Marketing Analytics SQL Interview Questions
Marketing analyst interviews are not generic SQL screens. They test whether you can stitch a session to a purchase, calculate ROI against an attribution window you have to defend, build a cohort retention matrix without inflating the rate, and reason about the gap between what an ad platform reports and what your site actually measured. This guide walks the SQL patterns that show up in marketing analyst take-homes and whiteboards, with worked examples on a realistic five-table marketing schema and a 30-mission path that drills each pattern end to end.
If you are interviewing for a growth analyst seat, a CRM or lifecycle analytics role, a performance-marketing analyst at a DTC brand, or a demand-gen analytics seat on a B2B SaaS RevOps team, the patterns below are the ones that show up in the screening round and on the job.
What marketing analytics data actually looks like
A marketing data warehouse is a small star schema with three fact streams hanging off two dimensions. The dimensions are who (the customer) and what (the campaign). The facts are what we sent them (email or ad sends), what they did on the site (sessions), and what they bought (purchases). Almost every marketing SQL question is a join across two of those three facts, grouped by one of the dimensions, with an aggregation on top.

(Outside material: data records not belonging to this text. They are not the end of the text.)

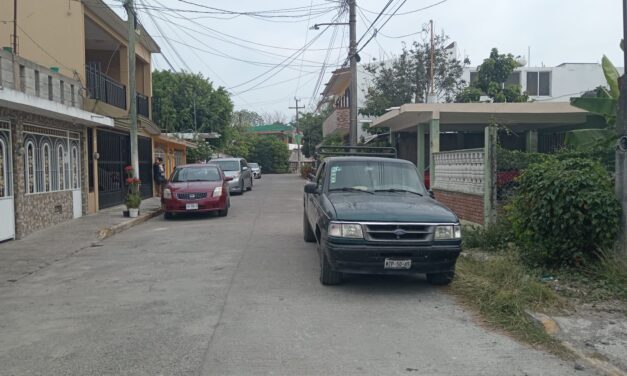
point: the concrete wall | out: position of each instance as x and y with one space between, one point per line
55 26
338 121
40 210
567 80
27 72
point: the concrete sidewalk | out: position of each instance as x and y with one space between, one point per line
20 258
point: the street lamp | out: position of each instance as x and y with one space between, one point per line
317 26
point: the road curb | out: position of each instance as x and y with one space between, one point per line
551 328
107 232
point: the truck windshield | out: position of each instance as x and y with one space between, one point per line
186 174
375 176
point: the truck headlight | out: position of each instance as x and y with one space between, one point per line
167 194
346 230
448 232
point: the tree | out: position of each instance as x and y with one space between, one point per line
407 78
274 117
311 126
179 98
491 77
271 153
202 152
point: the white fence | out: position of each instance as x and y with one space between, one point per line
459 171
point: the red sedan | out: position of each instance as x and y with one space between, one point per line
196 188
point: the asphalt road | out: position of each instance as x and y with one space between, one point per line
240 296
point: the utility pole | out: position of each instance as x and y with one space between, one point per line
297 129
352 20
431 95
132 84
621 150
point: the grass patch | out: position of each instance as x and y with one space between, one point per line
492 238
501 288
600 280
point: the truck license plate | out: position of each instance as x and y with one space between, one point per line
397 264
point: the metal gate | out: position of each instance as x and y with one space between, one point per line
114 155
7 224
144 149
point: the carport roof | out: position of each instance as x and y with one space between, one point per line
475 116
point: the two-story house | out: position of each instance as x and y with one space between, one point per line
87 40
74 55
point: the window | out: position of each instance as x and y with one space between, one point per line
37 84
539 83
61 167
22 78
50 89
76 179
3 169
545 83
30 167
46 165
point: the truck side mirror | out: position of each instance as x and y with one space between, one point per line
311 188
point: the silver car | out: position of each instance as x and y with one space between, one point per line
238 169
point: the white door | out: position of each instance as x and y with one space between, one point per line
77 203
7 214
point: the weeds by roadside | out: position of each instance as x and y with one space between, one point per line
501 288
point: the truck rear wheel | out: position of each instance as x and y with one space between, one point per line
440 278
327 275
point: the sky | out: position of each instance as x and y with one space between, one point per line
259 60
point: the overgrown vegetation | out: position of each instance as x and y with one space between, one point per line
501 288
563 211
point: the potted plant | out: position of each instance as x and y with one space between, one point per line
133 198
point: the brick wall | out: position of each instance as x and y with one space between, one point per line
339 119
466 206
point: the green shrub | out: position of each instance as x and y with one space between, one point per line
515 160
563 211
306 170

The caseSQL Marketing schema models that shape in five tables: dim_customers (500 rows), dim_campaigns (9 rows with channel and budget), fact_sends (1,012 email sends with opened and clicked flags), fact_sessions (5,000 web sessions with source and landing_page), and fact_purchases (914 orders, some of which are refunds — negative amount rows).
That fifth table is the trap. Refunds are not in a separate returns table the way a textbook would draw it — they are negative rows mixed into the same fact. A junior candidate sums amount and reports gross revenue; a senior candidate notices the negative values and reports net. Most of the missions in this path turn on a similar gap between what the data looks like at first glance and what it actually means.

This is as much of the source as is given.